Researchers
Dr. Conor McGarrigle is an artist and researcher, he is a lecturer in Fine Art at the TU Dublin School of Art and Design and a Research Fellow at the European Culture and Technology Lab. His practice is characterised by urban interventions mediated through digital technologies and data-driven explorations of networked social practices. His artwork has been exhibited internationally including the Venice Biennale, the St. Etienne Biennale, Fundació Miro, SIGGRAPH, Site Santa Fe, FILE São Paulo, EVA International, and Science Gallery Dublin and Detroit. His research has been widely presented including the Centre Pompidou Paris, Computer Art Congress, Pact Zollverein, College Arts Association, SIGGRAPH and published as book chapters by Routledge, Springer, and Blackdog and articles in journals such as Visual Resources, Leonardo Electronic Almanac, and Digital Creativity.
Joost De Raeymaecker is an Antwerp-based architect, philosopher, and PhD candidate at the Erasmus School of Philosophy (EUR). His research focusses on the Principle of Sufficient Reason and its transition from critique to care in American pragmatism and French empiricism. In addition, he teaches in the LDE minor ‘Modes of Existence: Architecture and Philosophy (MAP)’.
Dr. Jye O’Sullivan is a Dublin-based art historian, writer, and researcher. He is an assistant lecturer in History of Art at Technological University, Dublin and a senior research assistant and core member of the European Culture and Technology Laboratory European Culture and Technology Lab+ at the European University of Technology. His work specialises in intersections between art, cybernetics, and postcolonial/queer theory. Jye is committed to the development of post-human ecological ethics and has developed these frameworks with the Universidad de las Artes, Guayaquil, and the Institut de Recherche et D’Innovation, Paris as part of Marie-Curie funded projects and as part of Erasmus+ funded project Ethico.
Jye’s research has been widely presented including at the College Arts Association, Latin American Studies Association, Society for Literature, Science and the Arts and numerous universities and institutions including the Universidade de Lisboa, Universidad de las Artes (Guayaquil), the Getty Institute and the Di Tella Instituto (Buenos Aires).
Renée Turner is an artist and writer whose practice engages with digital narratives, archives, and interdisciplinary collaborative inquiry. Whether working collectively or on her own, her research is informed by feminist perspectives, and the entanglement of sites, histories, material encounters, and embodied subjectivities. She has been an artist in residence at Skowhegan, the Rijksakademie, and the Jan van Eyck Academy and awarded grants from the Mondriaan Foundation, Creative Industry Funds, and The Institute of Creative Technologies. Currently, she is a Senior Research Lecturer at the Willem de Kooning Academy, where she seeks critically committed approaches to pedagogy within the arts. She is also a researcher within the Rotterdam Arts and Science Lab (RASL), a transdisciplinary consortium between the Willem de Kooning Academy, Erasmus University, and Codarts. Next to these activities, she is a doctoral candidate at LUCA’s Intermedia Research Unit: Deep Histories Fragile Memories.

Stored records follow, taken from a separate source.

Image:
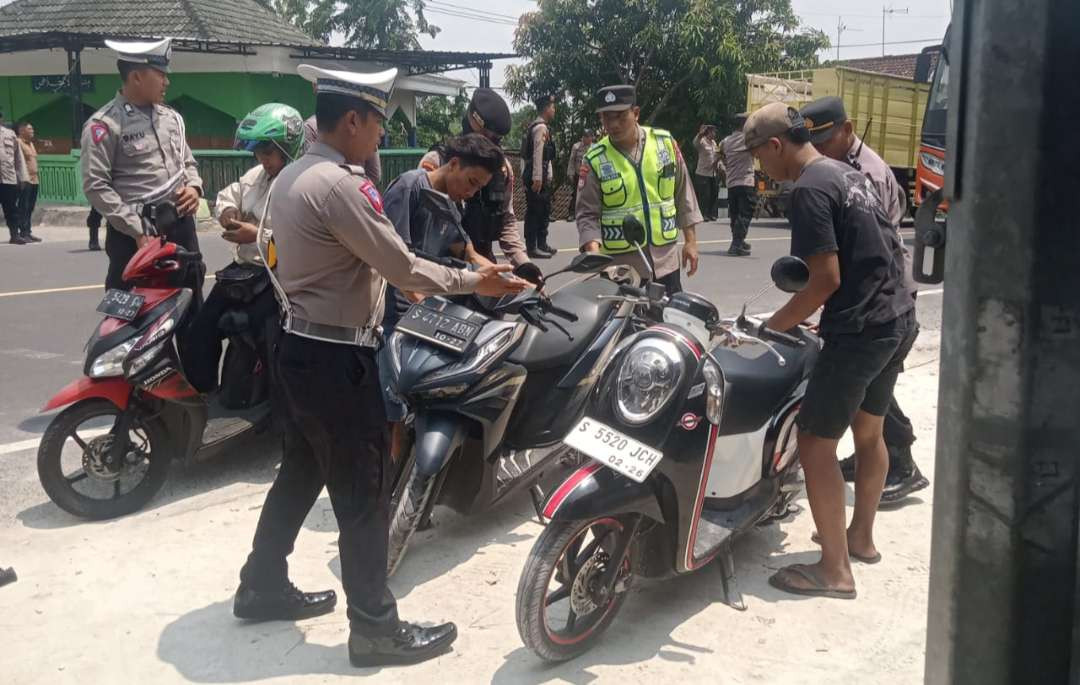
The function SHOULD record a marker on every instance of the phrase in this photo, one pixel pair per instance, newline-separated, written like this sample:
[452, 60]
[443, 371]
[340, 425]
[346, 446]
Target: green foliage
[373, 24]
[688, 58]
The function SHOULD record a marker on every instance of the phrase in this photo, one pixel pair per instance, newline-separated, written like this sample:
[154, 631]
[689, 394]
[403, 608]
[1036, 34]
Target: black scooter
[691, 440]
[494, 387]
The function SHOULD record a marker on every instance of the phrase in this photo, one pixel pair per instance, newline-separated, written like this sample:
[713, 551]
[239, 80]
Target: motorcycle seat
[755, 388]
[233, 322]
[552, 349]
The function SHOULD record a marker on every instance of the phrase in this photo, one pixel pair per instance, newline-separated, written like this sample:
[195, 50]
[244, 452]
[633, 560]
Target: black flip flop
[859, 558]
[781, 579]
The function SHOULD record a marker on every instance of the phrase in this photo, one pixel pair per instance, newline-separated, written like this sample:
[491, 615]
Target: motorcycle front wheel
[75, 468]
[562, 610]
[409, 504]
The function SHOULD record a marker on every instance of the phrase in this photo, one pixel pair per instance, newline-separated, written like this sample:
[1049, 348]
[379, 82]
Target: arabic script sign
[58, 83]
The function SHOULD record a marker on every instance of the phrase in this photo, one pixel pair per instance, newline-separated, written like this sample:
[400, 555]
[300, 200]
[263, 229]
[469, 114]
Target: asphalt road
[49, 293]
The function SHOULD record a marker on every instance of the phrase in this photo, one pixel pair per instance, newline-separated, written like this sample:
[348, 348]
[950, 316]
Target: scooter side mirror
[590, 262]
[790, 274]
[633, 230]
[440, 204]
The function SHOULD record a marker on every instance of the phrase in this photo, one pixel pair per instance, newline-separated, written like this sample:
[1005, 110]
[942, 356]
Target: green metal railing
[62, 183]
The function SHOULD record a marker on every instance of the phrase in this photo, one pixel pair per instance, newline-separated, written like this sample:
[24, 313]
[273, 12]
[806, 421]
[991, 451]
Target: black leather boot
[286, 604]
[409, 644]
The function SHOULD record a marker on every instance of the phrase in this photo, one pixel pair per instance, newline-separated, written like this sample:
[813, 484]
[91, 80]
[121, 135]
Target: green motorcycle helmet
[275, 123]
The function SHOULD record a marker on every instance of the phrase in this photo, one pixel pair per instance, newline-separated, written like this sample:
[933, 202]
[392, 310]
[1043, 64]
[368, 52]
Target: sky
[488, 26]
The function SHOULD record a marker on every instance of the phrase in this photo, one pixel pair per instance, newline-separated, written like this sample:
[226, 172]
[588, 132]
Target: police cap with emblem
[153, 53]
[616, 98]
[488, 110]
[824, 117]
[374, 89]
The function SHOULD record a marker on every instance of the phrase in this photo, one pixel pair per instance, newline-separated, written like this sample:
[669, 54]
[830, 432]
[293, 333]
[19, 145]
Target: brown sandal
[782, 580]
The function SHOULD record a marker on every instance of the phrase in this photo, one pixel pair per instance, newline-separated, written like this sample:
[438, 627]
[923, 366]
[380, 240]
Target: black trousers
[336, 435]
[707, 188]
[202, 339]
[537, 215]
[120, 247]
[93, 224]
[27, 200]
[741, 203]
[9, 202]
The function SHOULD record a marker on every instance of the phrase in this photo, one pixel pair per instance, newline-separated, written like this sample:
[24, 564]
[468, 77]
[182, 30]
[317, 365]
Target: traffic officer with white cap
[335, 247]
[136, 163]
[637, 170]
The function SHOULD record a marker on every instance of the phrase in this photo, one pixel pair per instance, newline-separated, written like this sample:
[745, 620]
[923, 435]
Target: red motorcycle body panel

Sinead McDonald is a Dublin based artist and digital media educator, based at the Technological University, Dublin. Her research and practice focuses on intra-disciplinary practice at the nexus of art, engineering, science, and the body. Her doctoral research explores the materiality of the body as a site of knowledge-making, and the interrogation of its epistemic, biological, technological, and intra-species alliances and entanglements. Her research trajectories are heavily influenced by feminist new materialist philosophy and queer theory. She is a founder member of Future Makers Collective, and a core researcher in the role of critical posthumanism and transdisciplinarity in the European Culture and Technology Lab+ at the European University of Technology.